In terms of gender equality, even though in primary and secondary education, female to male enrolment ratio in Nepal is about 90%, the situation in tertiary education is alarming. Female which slightly out number male in total number represents only 40% of tertiary education. Both India and China fair far better than Nepal in female enrolment ratio. This is just the macro national picture; we will have much more on education while we discuss regional, group and gender inequalities in education attainment in the coming section.
There has been no structural change in Nepal from agriculture to other sectors of the economy; it still remains predominantly an agrarian economy. However, India is emerging as a global service centre, whereas China is transformed into a global manufacturing powerhouse. With such emerging economies in its doorstep, a tremendous opportunity for Nepal’s prosperity is missed because of Nepal’s wrong economic and social policies.
One could argue that the fiscal structure of Nepal perpetuates poverty and discourages growth. The data on Table 1 shows the following. First, share of taxes on income, profits and capital gains in total government revenue is very low (11.4%) in Nepal compared to 35.4% in India. This means that there are basically no taxes on income and other property.

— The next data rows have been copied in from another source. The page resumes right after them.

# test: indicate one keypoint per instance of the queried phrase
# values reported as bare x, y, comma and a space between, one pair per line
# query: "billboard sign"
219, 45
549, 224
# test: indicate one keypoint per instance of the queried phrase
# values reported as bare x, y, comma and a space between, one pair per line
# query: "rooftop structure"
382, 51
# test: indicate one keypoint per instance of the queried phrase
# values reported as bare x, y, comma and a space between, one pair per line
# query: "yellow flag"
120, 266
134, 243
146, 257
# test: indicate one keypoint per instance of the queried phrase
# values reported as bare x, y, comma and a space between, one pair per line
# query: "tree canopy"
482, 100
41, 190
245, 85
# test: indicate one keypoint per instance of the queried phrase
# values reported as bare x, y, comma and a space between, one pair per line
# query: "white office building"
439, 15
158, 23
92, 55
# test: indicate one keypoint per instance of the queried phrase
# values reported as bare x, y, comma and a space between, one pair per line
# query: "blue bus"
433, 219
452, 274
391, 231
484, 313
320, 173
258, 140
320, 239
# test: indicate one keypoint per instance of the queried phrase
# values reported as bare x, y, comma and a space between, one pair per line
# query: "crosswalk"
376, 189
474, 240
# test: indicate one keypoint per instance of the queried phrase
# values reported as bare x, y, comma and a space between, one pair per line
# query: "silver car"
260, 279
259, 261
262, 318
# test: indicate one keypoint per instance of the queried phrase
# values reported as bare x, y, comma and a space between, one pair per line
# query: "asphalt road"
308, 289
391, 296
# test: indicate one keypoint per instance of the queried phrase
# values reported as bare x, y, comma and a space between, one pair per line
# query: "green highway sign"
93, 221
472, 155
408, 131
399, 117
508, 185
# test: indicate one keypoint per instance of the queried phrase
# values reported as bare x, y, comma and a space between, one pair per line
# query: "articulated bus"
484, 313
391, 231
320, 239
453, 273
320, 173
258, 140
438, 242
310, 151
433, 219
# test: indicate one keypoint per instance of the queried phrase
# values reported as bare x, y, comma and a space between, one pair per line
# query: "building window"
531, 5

Second, taxes on international trade are very high (21.9%) and that comes mainly from taxes on customs and other import duties. As most of the necessities are imported, the incidence of tax on trade falls on ordinary people. Third, one third of Nepal’s revenue is contributed by grants and other revenue (which is mainly grants as the aid to central government budget is 40%) from outside. This should have reflected at lower tax to GDP ratio, but that is not the case. This ratio of 9.7% in Nepal is comparable to 10.2% in India which does not have any aid money at all. Fourth, despite this heavy grants, the debt to GDP ratio in Nepal is not low, it is as high as in India.